Born to Abeyratne Banda Ratwatte Basnayake and Thalgahagoda Lewke Punchi née Kumarihamy, he was educated at Trinity College, Kandy. His brothers were Barnes Ratwatte Dissawa and Harris Leuke Ratwatte both members of the State Council of Ceylon. He was the uncle of Sirimavo Ratwatte Dias Bandaranaike. In 1908 he married Chitravo Katugaha née Kumarihamy, with whom he had ten children including his eldest son, A. C. L. Ratwatte MBE (1909–1971), who also served as the Mayor Kandy (1948), Ceylon's High Commissioner in Ghana (1965) and Ceylon's Ambassador to Malaysia, Stanley Ratwatte and J. C. Ratwatte II.

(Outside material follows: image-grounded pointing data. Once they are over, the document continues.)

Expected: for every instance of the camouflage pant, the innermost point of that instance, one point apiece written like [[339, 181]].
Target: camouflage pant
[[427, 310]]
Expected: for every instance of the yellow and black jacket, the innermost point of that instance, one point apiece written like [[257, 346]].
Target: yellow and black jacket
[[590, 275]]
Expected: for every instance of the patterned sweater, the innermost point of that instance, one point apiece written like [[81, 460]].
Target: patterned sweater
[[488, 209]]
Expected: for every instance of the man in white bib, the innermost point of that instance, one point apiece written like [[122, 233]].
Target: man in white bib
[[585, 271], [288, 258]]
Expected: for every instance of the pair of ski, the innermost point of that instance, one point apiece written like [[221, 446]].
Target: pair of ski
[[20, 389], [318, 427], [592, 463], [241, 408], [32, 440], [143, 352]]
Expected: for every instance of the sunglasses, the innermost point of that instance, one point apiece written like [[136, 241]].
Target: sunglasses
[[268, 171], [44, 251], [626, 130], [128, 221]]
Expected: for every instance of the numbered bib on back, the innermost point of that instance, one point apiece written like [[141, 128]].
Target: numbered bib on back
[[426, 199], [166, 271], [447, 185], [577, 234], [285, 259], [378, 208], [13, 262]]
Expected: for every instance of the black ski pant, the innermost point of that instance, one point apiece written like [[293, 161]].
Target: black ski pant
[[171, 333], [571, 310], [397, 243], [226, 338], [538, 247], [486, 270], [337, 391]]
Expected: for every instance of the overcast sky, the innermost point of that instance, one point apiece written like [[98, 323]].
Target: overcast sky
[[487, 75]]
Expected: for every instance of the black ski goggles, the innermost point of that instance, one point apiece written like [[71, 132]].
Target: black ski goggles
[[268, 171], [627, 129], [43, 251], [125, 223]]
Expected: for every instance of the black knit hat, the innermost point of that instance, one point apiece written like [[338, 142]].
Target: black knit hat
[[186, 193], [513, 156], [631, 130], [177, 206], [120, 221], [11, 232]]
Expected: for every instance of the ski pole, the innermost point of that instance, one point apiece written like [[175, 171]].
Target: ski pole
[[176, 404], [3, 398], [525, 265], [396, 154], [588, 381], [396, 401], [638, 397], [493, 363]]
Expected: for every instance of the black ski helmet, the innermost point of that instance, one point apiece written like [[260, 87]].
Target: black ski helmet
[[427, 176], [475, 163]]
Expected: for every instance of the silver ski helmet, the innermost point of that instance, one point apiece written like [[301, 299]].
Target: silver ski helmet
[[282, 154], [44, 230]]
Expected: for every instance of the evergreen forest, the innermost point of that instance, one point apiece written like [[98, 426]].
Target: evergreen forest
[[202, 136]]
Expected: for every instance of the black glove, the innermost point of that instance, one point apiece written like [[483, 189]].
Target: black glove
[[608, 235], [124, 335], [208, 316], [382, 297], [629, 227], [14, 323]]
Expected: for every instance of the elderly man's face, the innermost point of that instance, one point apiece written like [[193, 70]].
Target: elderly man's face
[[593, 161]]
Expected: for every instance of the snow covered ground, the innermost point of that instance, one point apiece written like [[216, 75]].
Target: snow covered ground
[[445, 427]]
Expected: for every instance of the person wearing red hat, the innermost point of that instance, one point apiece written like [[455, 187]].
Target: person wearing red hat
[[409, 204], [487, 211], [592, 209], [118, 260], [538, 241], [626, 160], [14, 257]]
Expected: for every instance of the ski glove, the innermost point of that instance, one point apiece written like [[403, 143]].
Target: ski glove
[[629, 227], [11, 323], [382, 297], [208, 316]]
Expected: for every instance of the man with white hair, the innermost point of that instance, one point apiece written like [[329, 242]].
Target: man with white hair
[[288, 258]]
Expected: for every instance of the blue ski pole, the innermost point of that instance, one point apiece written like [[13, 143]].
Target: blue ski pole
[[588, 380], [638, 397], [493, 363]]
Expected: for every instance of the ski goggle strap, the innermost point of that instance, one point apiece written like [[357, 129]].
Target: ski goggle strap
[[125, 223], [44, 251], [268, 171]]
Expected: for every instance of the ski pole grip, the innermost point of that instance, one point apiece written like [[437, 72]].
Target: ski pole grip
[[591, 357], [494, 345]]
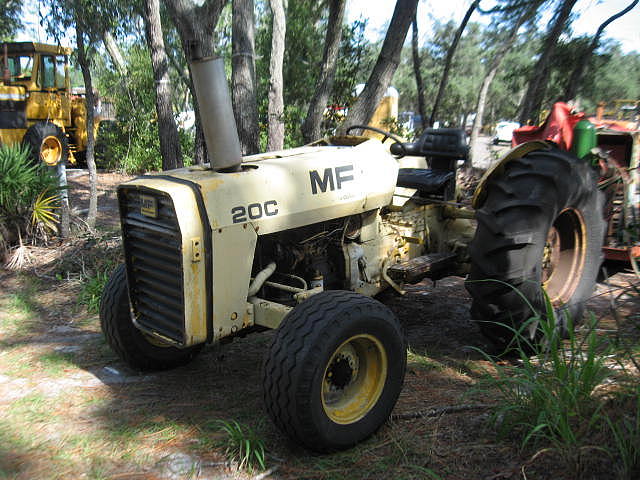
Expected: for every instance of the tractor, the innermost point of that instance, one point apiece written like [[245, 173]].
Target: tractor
[[610, 141], [37, 104], [300, 240]]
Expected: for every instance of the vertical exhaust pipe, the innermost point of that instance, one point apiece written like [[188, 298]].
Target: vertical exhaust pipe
[[216, 113]]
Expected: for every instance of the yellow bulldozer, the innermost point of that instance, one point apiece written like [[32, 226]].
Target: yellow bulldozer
[[37, 104]]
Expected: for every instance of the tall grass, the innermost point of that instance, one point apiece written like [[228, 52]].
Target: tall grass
[[551, 402], [243, 445]]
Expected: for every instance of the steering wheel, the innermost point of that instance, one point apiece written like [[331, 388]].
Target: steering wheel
[[397, 140]]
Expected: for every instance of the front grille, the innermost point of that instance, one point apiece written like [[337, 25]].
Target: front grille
[[153, 250]]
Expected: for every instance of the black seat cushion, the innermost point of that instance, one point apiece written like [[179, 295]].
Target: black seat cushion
[[424, 180]]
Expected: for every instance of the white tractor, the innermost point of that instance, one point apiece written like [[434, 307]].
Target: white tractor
[[300, 240]]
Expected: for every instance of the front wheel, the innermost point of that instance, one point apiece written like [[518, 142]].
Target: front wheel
[[334, 370], [540, 227], [137, 349], [48, 143]]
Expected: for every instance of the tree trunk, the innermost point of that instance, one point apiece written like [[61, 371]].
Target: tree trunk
[[534, 97], [114, 53], [243, 76], [447, 63], [167, 129], [362, 110], [417, 67], [507, 44], [195, 25], [275, 110], [311, 126], [89, 101], [576, 76]]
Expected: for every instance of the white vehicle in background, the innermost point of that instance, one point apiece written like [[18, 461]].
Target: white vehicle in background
[[504, 132]]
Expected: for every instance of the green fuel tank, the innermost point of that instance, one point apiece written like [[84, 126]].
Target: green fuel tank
[[584, 139]]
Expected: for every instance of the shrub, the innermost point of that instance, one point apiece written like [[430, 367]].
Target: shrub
[[28, 196]]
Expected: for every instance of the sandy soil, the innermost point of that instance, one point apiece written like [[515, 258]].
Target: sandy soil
[[73, 410]]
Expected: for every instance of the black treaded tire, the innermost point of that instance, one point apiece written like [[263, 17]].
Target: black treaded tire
[[36, 136], [304, 370], [126, 340], [547, 196]]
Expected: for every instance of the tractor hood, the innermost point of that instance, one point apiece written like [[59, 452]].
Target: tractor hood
[[287, 189]]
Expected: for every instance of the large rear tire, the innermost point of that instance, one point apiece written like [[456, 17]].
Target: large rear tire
[[48, 143], [540, 225], [334, 370], [138, 350]]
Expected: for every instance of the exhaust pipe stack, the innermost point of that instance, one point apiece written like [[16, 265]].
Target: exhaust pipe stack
[[216, 114]]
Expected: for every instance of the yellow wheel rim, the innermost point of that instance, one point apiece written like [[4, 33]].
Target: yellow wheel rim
[[564, 256], [354, 379], [51, 150]]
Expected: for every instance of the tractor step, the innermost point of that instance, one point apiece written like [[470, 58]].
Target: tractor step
[[417, 268]]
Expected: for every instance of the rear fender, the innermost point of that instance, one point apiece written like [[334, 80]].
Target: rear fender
[[498, 168]]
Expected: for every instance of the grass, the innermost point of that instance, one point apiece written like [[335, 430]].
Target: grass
[[56, 363], [416, 360], [551, 400], [91, 290], [242, 445], [19, 310]]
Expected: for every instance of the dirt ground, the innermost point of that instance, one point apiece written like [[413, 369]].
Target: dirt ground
[[73, 410]]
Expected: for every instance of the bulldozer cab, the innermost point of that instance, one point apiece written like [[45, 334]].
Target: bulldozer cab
[[42, 75], [36, 66]]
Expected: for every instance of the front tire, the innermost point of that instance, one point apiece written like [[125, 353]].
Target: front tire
[[334, 370], [137, 350], [540, 225], [48, 143]]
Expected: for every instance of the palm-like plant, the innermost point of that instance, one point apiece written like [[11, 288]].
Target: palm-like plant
[[29, 197]]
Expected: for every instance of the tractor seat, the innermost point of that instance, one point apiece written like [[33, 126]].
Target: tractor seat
[[427, 182]]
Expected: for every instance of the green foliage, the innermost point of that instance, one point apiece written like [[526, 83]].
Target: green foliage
[[10, 18], [550, 400], [625, 432], [305, 34], [28, 195], [243, 445], [92, 288]]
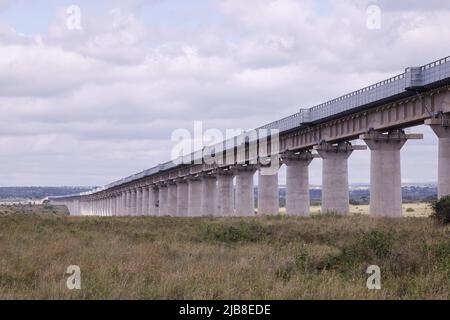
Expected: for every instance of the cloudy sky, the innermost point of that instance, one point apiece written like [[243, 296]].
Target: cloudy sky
[[89, 106]]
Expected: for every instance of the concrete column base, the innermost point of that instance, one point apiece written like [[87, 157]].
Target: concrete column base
[[297, 182], [209, 195], [442, 129], [225, 194], [172, 199], [245, 199], [153, 201], [145, 199], [268, 196], [335, 190], [163, 200], [182, 198], [385, 171], [194, 198], [138, 210]]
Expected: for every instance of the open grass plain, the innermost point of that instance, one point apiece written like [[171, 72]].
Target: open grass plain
[[271, 257]]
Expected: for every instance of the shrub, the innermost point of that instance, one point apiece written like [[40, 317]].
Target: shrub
[[441, 210]]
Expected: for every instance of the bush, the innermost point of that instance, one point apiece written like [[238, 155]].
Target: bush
[[441, 210]]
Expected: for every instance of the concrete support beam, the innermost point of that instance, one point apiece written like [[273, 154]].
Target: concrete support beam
[[385, 171], [172, 199], [182, 198], [194, 198], [268, 195], [163, 200], [441, 128], [225, 193], [245, 199], [209, 195], [297, 182], [335, 190]]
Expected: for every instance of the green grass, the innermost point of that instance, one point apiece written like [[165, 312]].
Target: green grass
[[274, 257]]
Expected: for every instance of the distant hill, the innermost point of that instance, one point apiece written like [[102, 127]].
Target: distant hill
[[38, 192]]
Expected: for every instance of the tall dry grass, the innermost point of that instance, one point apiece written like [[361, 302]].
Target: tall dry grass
[[277, 257]]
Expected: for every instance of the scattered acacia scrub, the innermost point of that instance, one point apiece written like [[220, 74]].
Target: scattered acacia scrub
[[273, 257]]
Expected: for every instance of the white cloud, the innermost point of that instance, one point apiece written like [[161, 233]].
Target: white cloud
[[89, 106]]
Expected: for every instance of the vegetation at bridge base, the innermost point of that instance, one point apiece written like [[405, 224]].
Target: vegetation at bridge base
[[273, 257], [441, 210]]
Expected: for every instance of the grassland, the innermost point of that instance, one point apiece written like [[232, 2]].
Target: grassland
[[278, 257]]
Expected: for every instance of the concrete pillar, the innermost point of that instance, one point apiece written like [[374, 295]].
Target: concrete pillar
[[268, 195], [117, 204], [145, 200], [122, 203], [297, 182], [385, 171], [153, 201], [442, 130], [208, 195], [245, 199], [139, 201], [163, 198], [127, 204], [335, 190], [225, 193], [172, 199], [133, 202], [194, 197], [182, 198]]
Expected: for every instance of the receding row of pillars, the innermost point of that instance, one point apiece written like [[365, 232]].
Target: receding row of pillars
[[215, 194]]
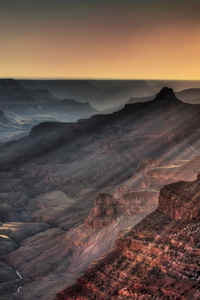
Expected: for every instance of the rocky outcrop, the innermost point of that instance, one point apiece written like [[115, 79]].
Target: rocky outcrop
[[107, 209], [104, 211], [156, 259]]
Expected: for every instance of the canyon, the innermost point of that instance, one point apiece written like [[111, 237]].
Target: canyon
[[156, 259], [68, 189]]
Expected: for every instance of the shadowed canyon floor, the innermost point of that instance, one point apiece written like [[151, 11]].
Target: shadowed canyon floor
[[156, 259], [67, 189]]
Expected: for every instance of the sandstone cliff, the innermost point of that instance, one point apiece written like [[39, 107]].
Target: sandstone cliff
[[157, 259]]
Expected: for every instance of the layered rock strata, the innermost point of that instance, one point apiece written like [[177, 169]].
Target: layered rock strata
[[157, 259]]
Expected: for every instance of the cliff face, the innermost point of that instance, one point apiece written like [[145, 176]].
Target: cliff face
[[107, 209], [157, 259]]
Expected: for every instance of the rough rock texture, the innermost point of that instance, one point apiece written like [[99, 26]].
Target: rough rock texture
[[107, 208], [157, 259]]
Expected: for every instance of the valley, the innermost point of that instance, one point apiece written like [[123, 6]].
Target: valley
[[68, 189]]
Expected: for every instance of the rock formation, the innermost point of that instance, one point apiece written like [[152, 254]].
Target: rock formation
[[156, 259]]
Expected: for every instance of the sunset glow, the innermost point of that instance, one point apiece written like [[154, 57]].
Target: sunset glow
[[100, 39]]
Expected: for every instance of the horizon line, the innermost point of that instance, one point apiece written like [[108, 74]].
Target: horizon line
[[95, 78]]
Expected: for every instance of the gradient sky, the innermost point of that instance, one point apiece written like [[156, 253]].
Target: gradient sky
[[100, 39]]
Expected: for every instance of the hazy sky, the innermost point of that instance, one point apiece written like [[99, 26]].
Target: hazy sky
[[100, 39]]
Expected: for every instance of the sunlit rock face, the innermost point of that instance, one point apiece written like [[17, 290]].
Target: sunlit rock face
[[156, 259], [87, 181]]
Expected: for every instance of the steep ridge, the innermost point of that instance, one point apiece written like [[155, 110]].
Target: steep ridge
[[71, 164], [157, 258]]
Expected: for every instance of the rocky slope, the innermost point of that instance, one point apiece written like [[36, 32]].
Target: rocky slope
[[54, 175], [156, 259]]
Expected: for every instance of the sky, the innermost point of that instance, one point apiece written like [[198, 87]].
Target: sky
[[100, 39]]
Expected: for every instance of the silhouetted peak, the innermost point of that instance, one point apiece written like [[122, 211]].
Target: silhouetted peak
[[166, 94]]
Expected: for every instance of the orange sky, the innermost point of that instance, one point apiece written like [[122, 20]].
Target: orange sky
[[100, 39]]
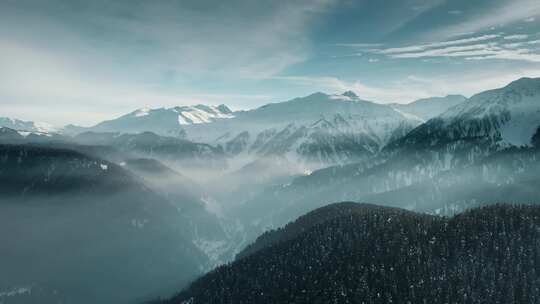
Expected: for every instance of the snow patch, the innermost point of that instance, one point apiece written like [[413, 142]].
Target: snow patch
[[142, 112], [15, 291]]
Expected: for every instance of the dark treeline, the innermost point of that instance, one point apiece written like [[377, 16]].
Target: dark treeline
[[368, 254]]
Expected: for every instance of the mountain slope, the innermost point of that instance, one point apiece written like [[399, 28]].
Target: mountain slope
[[28, 126], [462, 137], [428, 108], [164, 121], [80, 229], [374, 254], [505, 116]]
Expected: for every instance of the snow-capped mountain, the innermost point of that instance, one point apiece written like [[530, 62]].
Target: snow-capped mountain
[[503, 117], [462, 137], [317, 130], [26, 126], [428, 108], [163, 121]]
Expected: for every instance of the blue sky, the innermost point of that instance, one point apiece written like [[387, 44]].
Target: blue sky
[[74, 61]]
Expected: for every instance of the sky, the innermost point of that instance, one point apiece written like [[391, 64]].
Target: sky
[[81, 62]]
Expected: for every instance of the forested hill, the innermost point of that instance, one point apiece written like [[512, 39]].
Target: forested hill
[[369, 254]]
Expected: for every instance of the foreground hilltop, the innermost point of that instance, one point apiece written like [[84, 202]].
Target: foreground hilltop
[[357, 253]]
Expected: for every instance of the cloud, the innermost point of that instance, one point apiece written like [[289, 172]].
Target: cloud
[[494, 47], [516, 37], [422, 47], [97, 59], [496, 14], [414, 87]]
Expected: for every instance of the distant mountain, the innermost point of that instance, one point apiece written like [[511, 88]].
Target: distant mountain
[[27, 126], [81, 229], [315, 131], [190, 156], [16, 136], [511, 175], [458, 142], [500, 117], [348, 253], [428, 108], [162, 121]]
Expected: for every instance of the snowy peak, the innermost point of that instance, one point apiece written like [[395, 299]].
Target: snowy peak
[[512, 112], [26, 126], [162, 121], [200, 114], [350, 94], [525, 84], [428, 108]]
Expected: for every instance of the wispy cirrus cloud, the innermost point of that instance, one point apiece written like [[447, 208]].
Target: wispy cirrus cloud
[[483, 47]]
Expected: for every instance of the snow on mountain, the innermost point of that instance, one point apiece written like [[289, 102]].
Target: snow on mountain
[[162, 121], [511, 114], [318, 128], [428, 108], [494, 119], [26, 126]]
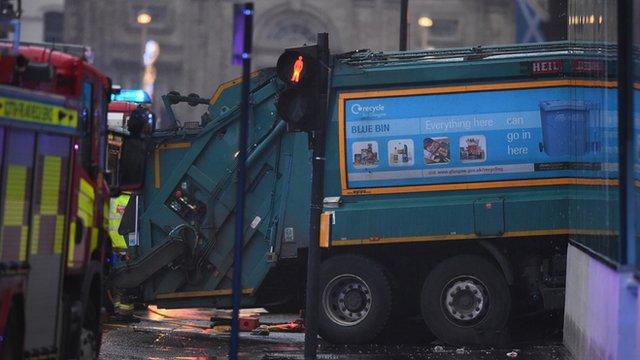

Cudah Ratwatte served as the Shroff of the Mercantile Bank of Kandy. On 4 May 1931, Ratwatte was elected unopposed to the 1st State Council of Ceylon, representing Balangoda. He resigned from the State Council on 1 August 1933 due to ill-health. In 1939 he was granted a Knight Bachelor in the New Year Honours list for public services in Ceylon. At the first meeting of the Kandy Municipal Council on 17 June 1939 Ratwatte was elected the Mayor of Kandy, a position he retained for a year.

Ratwatte died on 27 March 1940 after a short illness.